2. Bar exam essays are shorter and more focused.
Another key difference is that bar exam essay questions are shorter and more focused. This is in large part due to the first main difference (above). Generally, you only have between 20-30 minutes to answer a bar exam essay question. This is plenty of time, assuming you are prepared, because you are likely only discussing 1-3 issues.
On a law school essay question, your response may be multiple pages long and may take you an hour to draft. There may even be “sub issues” to the “issues.” That is not the case with bar exam essay questions.
3. Bar Exam essays do not require both sides of an issue be presented.
The next main difference is in the “application” section. A good law school essay exam response will set forth arguments on both sides of issues, as well as responses to those arguments in response to most questions.

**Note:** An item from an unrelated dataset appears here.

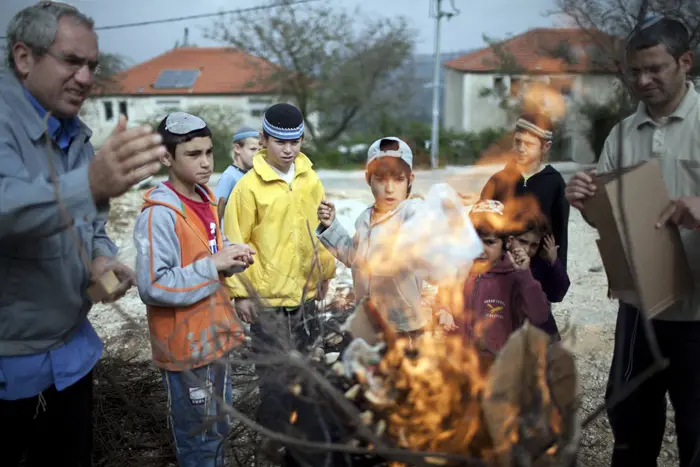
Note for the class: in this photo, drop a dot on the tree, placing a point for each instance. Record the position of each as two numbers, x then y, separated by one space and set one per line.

Bar exam essay responses will not look like that. Rather, your bar exam essay response can be more formulaic. The graders are usually looking for the correct statement of the law, application of the law to the facts and then a clear conclusion. On the bar exam you will likely not get points for going into lengthy policy arguments like you may have in law school. Your bar exam answers should be to the point and you should try your best to use the proper language.
4. Bar exam essays require clear conclusions.
The last main difference has to do with conclusions. In law school, it was important to show your professor that you had the ability to reason to a conclusion. However, depending on the issues and facts presented, there may not have been a clear conclusion—and that may have been the point. On most bar exams, conclusions matter! The graders want to see that you have the ability to logically reason to a conclusion, but they want to see that you reasoned to the correct conclusion. This means that you stated the correct law and applied it properly, keeping in mind the relevant facts. Stated differently, on the bar exam, if you reach the incorrect conclusion you will lose points.